Three weeks ago nearly 2,500 police and marines moved into the slum to reinforce local police, ahead of the tournament, which runs from June 13 to July 14.

Locals say the favela is dominated by two gangs, the Terceiro Comando Puro, and the Comando Vermelho. Authorities claim the gangs are organising attacks on units stationed in other favelas.

Since the turn of the year, 16 police officers have been killed.

Conflict has also erupted in the Pavao Pavaozinho favela near Copacabana this week, on the doorstep of Rio's tourist district. Locals accused police of killing a popular dancer and actor, Douglas Rafael da Silva Pereira, on 22 April. Hotels were forced to lock their doors after violence spilled out into nearby streets, and police closed a road, tunnel and nearby metro station.

Gunfire rang out, and the local police station was attacked by gangs.

Locals remain sceptical of the so-called 'pacification programme', launched by authorities two years ago to cut crime rates in the slums by installing police units inside communities.

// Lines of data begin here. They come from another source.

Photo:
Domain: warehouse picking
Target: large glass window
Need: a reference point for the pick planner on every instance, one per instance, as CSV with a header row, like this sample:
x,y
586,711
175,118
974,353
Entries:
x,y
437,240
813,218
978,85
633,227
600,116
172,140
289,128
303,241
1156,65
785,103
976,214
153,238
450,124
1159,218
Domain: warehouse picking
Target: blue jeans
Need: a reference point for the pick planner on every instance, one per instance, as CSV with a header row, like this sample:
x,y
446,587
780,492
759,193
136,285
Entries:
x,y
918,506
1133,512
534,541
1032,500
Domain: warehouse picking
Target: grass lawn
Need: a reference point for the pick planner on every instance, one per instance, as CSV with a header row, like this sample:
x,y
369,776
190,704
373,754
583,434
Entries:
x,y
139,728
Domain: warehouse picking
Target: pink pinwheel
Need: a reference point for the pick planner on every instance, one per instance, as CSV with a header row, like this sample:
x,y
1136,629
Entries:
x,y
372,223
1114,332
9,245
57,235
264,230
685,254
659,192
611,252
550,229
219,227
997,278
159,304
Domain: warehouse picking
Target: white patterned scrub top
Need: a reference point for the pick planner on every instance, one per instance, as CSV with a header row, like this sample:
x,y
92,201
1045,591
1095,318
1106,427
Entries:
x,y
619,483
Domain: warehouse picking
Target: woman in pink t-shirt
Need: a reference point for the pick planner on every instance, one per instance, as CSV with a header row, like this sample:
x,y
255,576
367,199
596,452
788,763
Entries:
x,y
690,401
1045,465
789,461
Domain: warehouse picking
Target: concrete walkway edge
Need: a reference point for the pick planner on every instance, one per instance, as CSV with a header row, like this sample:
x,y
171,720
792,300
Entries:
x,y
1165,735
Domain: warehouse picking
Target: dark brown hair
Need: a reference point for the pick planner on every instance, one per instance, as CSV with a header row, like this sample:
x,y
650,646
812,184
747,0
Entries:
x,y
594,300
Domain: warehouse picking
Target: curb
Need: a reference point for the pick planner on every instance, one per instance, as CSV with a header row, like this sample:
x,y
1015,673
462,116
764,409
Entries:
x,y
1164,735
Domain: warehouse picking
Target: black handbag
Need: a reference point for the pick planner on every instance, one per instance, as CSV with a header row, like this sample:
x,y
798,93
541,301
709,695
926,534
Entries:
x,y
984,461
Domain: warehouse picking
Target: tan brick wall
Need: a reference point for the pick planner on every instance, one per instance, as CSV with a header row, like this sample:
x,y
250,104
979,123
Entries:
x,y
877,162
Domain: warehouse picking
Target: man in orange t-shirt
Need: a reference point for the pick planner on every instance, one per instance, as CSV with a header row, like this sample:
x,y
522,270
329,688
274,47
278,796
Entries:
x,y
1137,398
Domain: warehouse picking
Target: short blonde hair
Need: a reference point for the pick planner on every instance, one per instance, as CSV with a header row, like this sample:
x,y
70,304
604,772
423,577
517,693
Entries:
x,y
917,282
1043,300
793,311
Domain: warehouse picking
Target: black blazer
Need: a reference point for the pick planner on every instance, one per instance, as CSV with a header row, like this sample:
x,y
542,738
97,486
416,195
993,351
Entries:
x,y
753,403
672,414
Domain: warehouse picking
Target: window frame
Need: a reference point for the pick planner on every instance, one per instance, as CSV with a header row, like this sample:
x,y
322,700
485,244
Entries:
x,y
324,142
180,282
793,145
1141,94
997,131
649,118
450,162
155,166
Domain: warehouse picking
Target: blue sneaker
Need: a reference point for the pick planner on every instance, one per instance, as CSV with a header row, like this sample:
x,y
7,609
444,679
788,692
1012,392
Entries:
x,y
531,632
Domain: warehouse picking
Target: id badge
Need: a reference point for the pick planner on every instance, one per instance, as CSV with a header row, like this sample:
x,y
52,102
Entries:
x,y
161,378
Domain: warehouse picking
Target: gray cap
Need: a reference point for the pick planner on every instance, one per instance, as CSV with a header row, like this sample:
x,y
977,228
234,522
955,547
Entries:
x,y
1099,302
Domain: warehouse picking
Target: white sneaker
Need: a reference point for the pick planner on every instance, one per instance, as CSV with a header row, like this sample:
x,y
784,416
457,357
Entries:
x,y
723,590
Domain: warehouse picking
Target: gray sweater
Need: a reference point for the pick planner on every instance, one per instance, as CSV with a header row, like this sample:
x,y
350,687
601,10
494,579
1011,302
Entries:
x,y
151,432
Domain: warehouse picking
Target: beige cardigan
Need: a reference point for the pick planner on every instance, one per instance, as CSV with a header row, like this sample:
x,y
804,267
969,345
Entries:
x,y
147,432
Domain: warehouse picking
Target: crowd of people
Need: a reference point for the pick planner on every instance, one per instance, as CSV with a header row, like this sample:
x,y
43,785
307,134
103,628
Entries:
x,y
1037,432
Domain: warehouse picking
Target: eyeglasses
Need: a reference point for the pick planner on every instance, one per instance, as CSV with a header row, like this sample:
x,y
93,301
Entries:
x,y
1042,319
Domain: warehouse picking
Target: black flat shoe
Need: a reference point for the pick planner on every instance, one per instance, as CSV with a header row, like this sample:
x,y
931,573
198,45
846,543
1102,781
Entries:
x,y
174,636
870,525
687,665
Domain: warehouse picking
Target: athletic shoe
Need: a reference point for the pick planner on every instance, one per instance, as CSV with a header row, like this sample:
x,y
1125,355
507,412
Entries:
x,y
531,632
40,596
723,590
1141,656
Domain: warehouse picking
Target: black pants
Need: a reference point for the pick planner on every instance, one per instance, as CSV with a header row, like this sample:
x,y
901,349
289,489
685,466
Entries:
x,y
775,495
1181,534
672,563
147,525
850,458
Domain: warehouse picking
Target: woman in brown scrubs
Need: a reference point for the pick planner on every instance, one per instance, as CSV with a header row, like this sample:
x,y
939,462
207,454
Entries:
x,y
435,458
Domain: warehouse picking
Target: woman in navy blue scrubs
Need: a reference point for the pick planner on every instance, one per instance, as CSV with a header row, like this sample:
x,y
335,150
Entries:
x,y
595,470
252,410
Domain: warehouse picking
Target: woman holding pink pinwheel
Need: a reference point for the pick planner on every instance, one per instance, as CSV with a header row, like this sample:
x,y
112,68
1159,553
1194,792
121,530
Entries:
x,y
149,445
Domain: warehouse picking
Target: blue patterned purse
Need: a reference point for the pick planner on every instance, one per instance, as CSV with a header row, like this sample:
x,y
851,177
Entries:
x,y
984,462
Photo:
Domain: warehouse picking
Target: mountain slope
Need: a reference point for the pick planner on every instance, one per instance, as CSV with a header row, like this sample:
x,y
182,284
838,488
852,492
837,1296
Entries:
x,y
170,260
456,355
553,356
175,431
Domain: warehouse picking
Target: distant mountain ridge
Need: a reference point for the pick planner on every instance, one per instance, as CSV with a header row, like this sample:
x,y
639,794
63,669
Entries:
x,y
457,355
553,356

"The truth is there is no pacification. The police enter inside the favela and there's still drug trafficking, nothing changes. It's all for the tourists and the gringos, and it's just because of the World Cup. It's not going to change anything," a community leader, who preferred not to be identified, told the Sunday Telegraph.

Many accuse police of using violence indiscriminately and killing the innocent.

"This effort to pacify the favelas is a failure; the police violence is only replacing what the drug gangs carried out before," Pavao Pavaozinho resident Johanas Mesquita told the Associated Press news agency.

Some critics claim that pacification programmes in the heart of the city have driven criminals to its suburbs, leading to a spike in crime rates.

The programme was initially a success, with the homicide rate as high as 37.8 per 100,000 in 2007, reduced by half to 18.9 per 100,000 in 2012.

Gangs have also launched attacks in some of the biggest favelas, including the Complexo do Alemão and Complexo da Penha in the north of the city.

There has also been an increase in street robberies, from 4,700 last year, to 6,700 this year. Brazils's murder rate of 50,000 a year, according to the UN, continues to make it a more dangerous place than Rwanda, Sierra Leone and Nicaragua.

With 600,000 fans from around the world expected to flock to Brazil's host cities, the authorities declare themselves confident that of their ability to maintain security.

"I can assure you that Brazil has conducted a very well-planned operation to secure the 12 cities," he said.

"Rio de Janeiro will be prepared for the World Cup," Gen. Roberto Escoto told CNN.